The full CMS POS code set, with each code's Medicare facility vs. non-facility pay rate. Search by code, name, or setting (e.g., 11, office, telehealth).
A Place of Service code is the two-digit value on a professional claim (CMS-1500 box 24B / 837P) that tells the payer where a service happened. Medicare uses it to pay each service at either the facility or non-facility rate. Non-facility (e.g., office) rates are higher because the practice absorbs overhead; facility rates are lower because the hospital bills separately for it. Getting the POS wrong is a leading cause of denials and audit take-backs.
Reference only — paraphrased from the CMS code set. Confirm verbatim text and current status at cms.gov before billing.
Facility-rate codes: 02, 19, 21, 22, 23, 24, 26, 31, 34, 41, 42, 51, 52, 53, 56, 61.

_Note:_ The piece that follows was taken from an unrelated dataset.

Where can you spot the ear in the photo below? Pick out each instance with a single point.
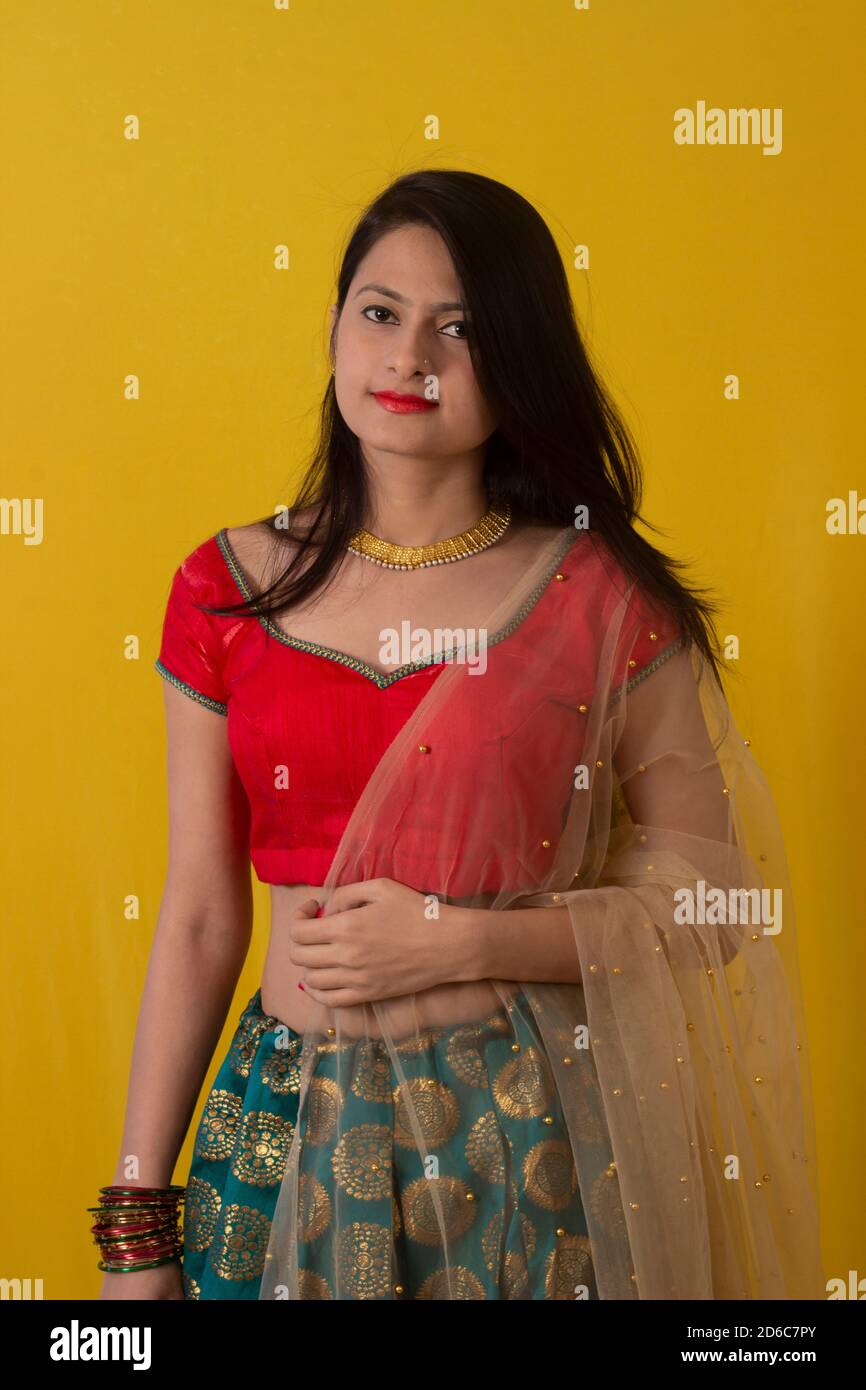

Non-facility-rate codes: 01, 03, 04, 09, 10, 11, 12, 13, 14, 15, 16, 17, 20, 25, 27, 32, 33, 49, 50, 54, 55, 57, 58, 60, 62, 65, 71, 72, 81, 99.
Key exception: for a service to a patient who is an inpatient (POS 21) or hospital outpatient (POS 19 or 22), the facility rate is paid regardless of where the face-to-face encounter occurred.
POS 02 = patient not at home (facility rate). POS 10 = patient at home (non-facility rate, payable since 1/1/2024). Pair both with modifier 95 (audio-video) or modifier 93 (audio-only).
Caution: the codes are permanent, but Medicare coverage of home telehealth depends on federal statutory flexibilities that have repeatedly lapsed and been restored (including across 2025–2026). Whether a home-telehealth claim is payable can hinge on the date of service — always verify the current extension status at cms.gov before billing, and flag/hold claims during any lapse.